Those who wonder about the recent report on “Allah” embroidered onto Viking funeral clothes should read Michael Crichton’s novel ‘Eaters of the Dead’. The book’s title has a strapline ‘The Manuscript of Ibn Fadlan Relating His Experiences with the Northmen in AD 922 ‘. Later, Crichton’s novel was republished as The 13th Warrior to correspond with the film adaptation.
Crichton’s novel, written 41 years ago, is about a 10th-century Arab Muslim traveller who was despatched overseas by the Abbasid Caliph. The traveller, Ibn Fadlan, journeys with a group of Vikings to their settlement. As Crichton explains, the novel relies on a rather sketchy account by Ibn Fadlan of his journey north.
What the novel, but more to the point, Ibn Fadlan’s account per se reveals is the globalization of the 9th-century world.

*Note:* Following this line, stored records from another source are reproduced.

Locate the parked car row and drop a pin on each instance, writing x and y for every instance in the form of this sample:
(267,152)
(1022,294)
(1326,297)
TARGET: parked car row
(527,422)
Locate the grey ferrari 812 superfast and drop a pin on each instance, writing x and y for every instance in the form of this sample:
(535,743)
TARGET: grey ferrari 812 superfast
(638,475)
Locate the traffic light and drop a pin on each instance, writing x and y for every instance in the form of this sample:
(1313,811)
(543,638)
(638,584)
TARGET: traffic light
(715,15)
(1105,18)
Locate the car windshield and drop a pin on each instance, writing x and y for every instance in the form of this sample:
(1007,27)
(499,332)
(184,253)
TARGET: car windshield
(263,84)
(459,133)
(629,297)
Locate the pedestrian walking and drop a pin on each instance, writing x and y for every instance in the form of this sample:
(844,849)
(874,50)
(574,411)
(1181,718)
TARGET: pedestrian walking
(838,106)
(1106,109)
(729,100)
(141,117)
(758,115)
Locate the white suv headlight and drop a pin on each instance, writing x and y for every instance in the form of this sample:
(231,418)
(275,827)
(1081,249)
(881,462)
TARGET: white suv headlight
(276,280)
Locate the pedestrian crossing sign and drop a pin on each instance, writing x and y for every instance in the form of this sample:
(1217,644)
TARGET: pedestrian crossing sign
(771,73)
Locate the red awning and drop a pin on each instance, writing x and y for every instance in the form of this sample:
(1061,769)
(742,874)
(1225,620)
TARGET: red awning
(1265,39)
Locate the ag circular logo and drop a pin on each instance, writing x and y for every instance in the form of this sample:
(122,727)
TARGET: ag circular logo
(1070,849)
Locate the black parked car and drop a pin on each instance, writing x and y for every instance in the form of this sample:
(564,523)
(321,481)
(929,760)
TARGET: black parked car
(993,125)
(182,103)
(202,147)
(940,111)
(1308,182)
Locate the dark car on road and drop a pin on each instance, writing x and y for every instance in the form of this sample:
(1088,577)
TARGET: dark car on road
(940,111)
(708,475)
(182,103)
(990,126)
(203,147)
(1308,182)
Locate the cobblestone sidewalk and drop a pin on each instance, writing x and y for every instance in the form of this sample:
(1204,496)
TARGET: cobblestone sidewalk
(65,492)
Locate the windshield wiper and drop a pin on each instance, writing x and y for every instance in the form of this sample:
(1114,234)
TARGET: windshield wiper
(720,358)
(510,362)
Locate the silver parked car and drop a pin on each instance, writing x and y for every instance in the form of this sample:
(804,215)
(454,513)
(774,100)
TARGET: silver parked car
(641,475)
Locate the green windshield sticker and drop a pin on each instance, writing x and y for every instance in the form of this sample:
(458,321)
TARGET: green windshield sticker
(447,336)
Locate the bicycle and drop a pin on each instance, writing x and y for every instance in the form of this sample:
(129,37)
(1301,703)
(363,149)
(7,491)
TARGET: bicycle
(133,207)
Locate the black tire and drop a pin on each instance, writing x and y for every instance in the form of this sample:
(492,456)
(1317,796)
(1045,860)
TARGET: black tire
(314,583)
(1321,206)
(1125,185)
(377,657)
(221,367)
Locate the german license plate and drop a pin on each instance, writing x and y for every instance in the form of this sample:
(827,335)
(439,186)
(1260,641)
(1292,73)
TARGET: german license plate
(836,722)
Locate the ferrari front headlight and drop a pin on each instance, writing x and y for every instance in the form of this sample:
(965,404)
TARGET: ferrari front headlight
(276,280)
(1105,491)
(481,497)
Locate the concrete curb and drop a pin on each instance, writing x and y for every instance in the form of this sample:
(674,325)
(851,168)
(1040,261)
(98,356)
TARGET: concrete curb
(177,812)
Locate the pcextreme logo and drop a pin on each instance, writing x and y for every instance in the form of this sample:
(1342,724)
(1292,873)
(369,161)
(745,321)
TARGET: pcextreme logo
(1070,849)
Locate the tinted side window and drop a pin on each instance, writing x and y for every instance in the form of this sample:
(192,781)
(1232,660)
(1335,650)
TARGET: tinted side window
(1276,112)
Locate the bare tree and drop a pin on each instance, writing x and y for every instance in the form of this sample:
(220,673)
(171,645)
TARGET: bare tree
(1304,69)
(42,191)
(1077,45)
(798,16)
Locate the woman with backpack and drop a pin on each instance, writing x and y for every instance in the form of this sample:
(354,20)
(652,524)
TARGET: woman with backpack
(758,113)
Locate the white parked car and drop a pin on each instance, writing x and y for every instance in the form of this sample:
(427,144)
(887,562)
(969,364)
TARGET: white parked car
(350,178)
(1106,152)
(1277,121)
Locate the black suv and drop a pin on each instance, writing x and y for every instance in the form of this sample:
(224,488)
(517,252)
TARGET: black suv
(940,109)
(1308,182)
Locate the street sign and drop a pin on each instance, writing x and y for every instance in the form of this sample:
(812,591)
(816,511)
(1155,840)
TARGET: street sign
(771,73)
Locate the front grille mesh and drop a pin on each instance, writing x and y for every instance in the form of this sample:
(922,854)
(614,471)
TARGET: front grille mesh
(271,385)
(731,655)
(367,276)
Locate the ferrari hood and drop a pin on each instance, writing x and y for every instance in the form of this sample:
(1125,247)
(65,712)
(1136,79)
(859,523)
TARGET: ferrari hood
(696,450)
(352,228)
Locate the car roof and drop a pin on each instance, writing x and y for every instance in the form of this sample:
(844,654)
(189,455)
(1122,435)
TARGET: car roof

It may have been different from today, but it existed.
Islam was not considered a hostile force but a curiosity, possibly even a revolutionary and egalitarian model for society.
So to the investigation by textile archaeologist Annika Larsson of Uppsala University of the Viking funeral garments from 9th and 10th Century graves. Patterns woven with silk and silver thread spell the words “Allah” and “Ali”. Ms Larsson says they are in Kufic script, a geometric early style of Arabic.
Now, she says that some of those buried by the Vikings may have been Muslim. If so, it just shows the interconnectedness of our world.
Or else the reality that we all influence each other.